Thursday

On the Restorative Properties of Guitar Playing

The Ovation 6-string guitar on the left has been a fixture in my musical arsenal for over two decades. My wife bought me the beautiful instrument in my younger years, back when dreams of making a career at music had not yet been beaten out of me by the harsh realities of life.

OK, that last line was a bit hyperbolic. If anything, I simply gave up on the idea that a person could eke out a comfortable living playing music, especially in this age of music emphasizing digital sampling and synthesizers.

A recent post about guitars on a local message board reminded me that it had been months since I picked up a guitar, much less my old friend the Ovation. Over the course of the last few days I played a little bit, finding out quickly how much I miss those callouses at the tips of my fingers.

I strummed through some chord progressions and simple riffs, intrigued that so much of music becomes instinctual. I belted out a few of my old standbys, much to the dismay of my dogs, though their tails wagged when I changed the lyrics to reflect their names: "Eddie, Eddie....Eddie Eddie EDDIE!"

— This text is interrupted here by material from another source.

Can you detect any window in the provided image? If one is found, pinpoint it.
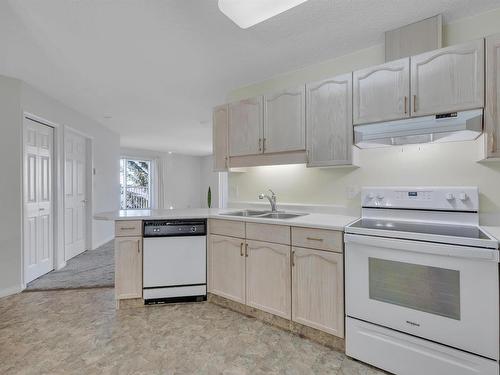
[120,158,151,210]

I never made much money as a musician, probably less than two thousand dollars even including the times I busked for change. The future probably holds little promise for me as a musician, either, but this is irrelevant: I never approached music as a money-making scheme.

It was just for the joy and pleasure of creating a sound no one had ever before produced.

Somewhere on a dusty shelf in my basement are a few tapes of original compositions I created in my four-track studio in the 1980s (I sold the four-track recorder and much of my gear a decade ago in a period of poverty). Yet I am in no rush to dig up and digitize the music on those tapes for the simple reason that they are artifacts, snapshots from my past that bear little relation to the person I am today.

As I strummed this evening I created a half-dozen snippets of songs that I may never duplicate, and that is just fine. One of the pleasures of making music is that no two takes are identical, and at any moment a person can be on the verge of creating musical transcendence, sounds that can heal and touch and feel.

And if I am the only one who ever hears them, that is fine, too.